Stupid comScore and stupidder journalists
by henrycopelandWednesday, February 27th, 2008
ComScore released an estimate yesterday suggesting that the number of clicks on Google ads has fallen. Even as Google’s traffic is growing 40%, comScore asserted that clicks were down 7% in January versus December and flat year on year.
The press uniformly covered the story as though comScore’s numbers are fact and not an estimate. “Google hit by economic slump.” “Google growth isn’t clicking.”

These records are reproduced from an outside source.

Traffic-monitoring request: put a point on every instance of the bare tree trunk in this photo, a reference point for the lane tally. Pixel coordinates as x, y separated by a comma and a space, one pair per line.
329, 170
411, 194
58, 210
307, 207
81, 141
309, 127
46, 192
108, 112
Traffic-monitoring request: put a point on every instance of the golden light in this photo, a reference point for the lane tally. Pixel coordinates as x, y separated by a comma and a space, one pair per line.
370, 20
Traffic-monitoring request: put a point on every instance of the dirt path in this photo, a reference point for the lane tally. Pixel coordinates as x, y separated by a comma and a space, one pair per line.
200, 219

Even the SJ Mercury News, which should know its way around a story like this or at least be able to pick up a phone and call some people who know something offered this lame and incomplete gloss: ” Google’s paid “clicks” on search ads fell 7 percent between December and January and have not grown from the previous year, according to comScore, which measures Internet audiences.”

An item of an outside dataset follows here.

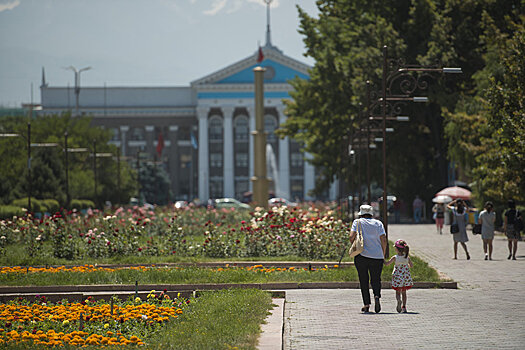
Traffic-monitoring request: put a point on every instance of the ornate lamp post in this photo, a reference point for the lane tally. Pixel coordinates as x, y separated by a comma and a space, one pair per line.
406, 79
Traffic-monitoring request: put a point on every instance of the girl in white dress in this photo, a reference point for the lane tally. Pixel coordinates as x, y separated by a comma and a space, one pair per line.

Missing words: “estimated” or “projected.”
Kinda like reporting a pre-election poll as the outcome of the election. And journalists would never do that, right? (Hmm.)
Google’s value fell 7% at one point early in the day.

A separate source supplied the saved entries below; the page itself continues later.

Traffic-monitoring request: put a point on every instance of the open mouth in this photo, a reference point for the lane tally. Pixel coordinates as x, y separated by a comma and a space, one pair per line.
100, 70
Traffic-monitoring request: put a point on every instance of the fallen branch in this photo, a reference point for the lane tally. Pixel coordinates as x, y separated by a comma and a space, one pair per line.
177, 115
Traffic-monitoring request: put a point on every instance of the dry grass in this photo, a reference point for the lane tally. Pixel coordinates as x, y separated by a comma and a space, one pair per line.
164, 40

Compounding the silliness: a little checking would show that comScore’s numbers are notoriously flawed, manufactured from a series of estimates of estimates, interpolations from tiny samples. A stroll over to the desk of the resident newspaper web teams would yield a stream of colorful comments about how clueless comScore is when it comes to guestimating web audiences and activity.
My money says comScore and the hundreds of journalists who reported its projections as reality will end up looking like idiots on this one.
Update: other folks familiar with search and comScore seem to agree. See David Rodnitzky for example. By day’s end, even comScore was backpeddling vigorously.
Meanwhile, Brian Morrissey at Adweek reports: “SearchIgnite, a search management technology company employed by agencies and marketers, reports that in the first month-and-a-half of this year, paid clicks on Google are up 45.7 percent compared to the year-ago period. Advertiser spending climbed 40 percent. What’s more, ad impressions rose 60 percent.”
More comScore crow-munching. .
I think the dudes at Google are gonna have a major laugh when they publish Q1 results.